What’s more, though, is our cohort has so many classes together, which helps them get to know each other so much better. Because of that, we can do so much more in the classroom. The depth of the conversations we see in Business Math comes from the culture created here. When you’re sitting with the same classmates in Entrepreneurship, Business Technology, and Career Development, you’re getting to understand how to work well with those people. I must credit the other instructors for the work that they’re doing, too, which then leads to better outcomes and more possibilities in our class. What we can accomplish in 10 weeks is truly impressive.

3. What can students expect from taking a course with you?

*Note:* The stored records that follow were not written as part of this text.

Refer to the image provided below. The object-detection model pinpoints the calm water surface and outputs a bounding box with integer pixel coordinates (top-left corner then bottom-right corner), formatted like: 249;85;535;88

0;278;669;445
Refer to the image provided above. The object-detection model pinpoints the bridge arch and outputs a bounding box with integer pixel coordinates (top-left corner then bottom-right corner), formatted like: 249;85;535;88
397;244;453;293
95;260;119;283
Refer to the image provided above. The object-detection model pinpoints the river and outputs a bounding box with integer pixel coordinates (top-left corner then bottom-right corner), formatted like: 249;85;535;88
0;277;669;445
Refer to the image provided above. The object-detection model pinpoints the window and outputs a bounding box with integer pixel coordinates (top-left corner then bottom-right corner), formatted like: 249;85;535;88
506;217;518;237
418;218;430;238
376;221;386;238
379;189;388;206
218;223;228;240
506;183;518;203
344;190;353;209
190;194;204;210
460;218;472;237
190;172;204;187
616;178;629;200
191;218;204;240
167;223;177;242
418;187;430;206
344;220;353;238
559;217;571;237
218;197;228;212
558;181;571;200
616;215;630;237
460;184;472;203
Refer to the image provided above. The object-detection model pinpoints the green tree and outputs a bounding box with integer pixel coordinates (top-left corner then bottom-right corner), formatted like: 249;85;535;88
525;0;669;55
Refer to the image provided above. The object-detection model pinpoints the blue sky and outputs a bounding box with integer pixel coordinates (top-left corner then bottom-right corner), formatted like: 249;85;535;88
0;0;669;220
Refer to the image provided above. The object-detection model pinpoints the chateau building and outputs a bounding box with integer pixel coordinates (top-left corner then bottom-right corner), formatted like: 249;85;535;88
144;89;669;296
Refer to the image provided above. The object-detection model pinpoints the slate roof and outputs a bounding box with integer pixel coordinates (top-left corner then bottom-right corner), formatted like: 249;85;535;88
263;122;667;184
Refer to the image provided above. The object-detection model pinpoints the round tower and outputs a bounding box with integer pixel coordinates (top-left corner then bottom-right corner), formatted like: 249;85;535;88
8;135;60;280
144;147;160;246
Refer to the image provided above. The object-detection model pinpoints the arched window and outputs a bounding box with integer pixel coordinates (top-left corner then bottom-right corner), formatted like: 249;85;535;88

I think students will immediately hear this idea of “sense-making” being emphasized. We approach it as students learning to be data storytellers, and I think that distinction is fun and helpful. I’ve found that students are so often intimidated by the concept of a computational-heavy math class. They may show up with this misconception that math class is going to be strictly lengthy problem sets and a lot of tedious solo work when a lot of the work that we do is very conversation-based. It’s trying to handle or collect data, clean data in a business context, and make sense of it.

I ask questions like, how can we collect a sample of customer data, sometimes in a fictitious scenario, but make it make sense for this fictitious business owner? How can we display it? How can we describe it? How can we calculate things with it? When it’s all purposeful, it makes it less scary. Students shouldn’t just expect these abstract computations but come ready to make sense of business data.

4. Data literacy is becoming increasingly important in business roles. How do you prepare students to be data literate?

Much of it is grounded in some of the most simple and basic elements of data analysis. In middle or high school, students are introduced to histograms, dot plots, and box plots, as well as mean, median, mode, range, and even standard deviation. Many of those concepts carry over through a lot of purposeful business data analysis. Some of the most effective data analysts or business analysts are effective storytellers. You can go a long way if you can ground yourself in the foundational concepts of data analysis or data displays, which aren’t necessarily more than high school statistics classes.

On the more technical side, we train students to use software systems. Until now, there has been a barrier for students unless they’ve taken classes on Tableau or another data software. A student hasn’t been able to utilize those tools for data analysis. Now, we see students using ChatGPT or other Large Language Models (LLMs) to get code blocks to do this work, even if they don’t necessarily know how to write the code. If they know what they want from the data display, they’re better able to accomplish that business task, which is exciting. I think that’s where it will be really interesting for our program graduates and students while they’re here to use the foundation of data analysis and then the emerging tools that are now at their disposal and really do some cool things in business application.

5. What advice would you give a student who wants to enroll at Golisano Institute?

I’ve found that students who start to get comfortable with ambiguity settle into the program faster. This relates to business and life as well. In a lot of math classes, there’s a very clear answer that we’re trying to find. In algebra class, we solve for specific variable values, which is more concrete than using data to solve a business problem, where we then make recommendations. So, there isn’t necessarily a clear answer, and the answer you come up with, or the solution you recommend is potentially different than the person sitting next to you, even if it’s the same data set and the same problem. It doesn’t necessarily mean either answer is right or wrong, better or worse. In business data analysis, sometimes the business leader says I need help making sense of this, and it’s up to the analyst to sort through the data and try to make sense of it. When students are OK with living in that uncomfortable position, they do their best.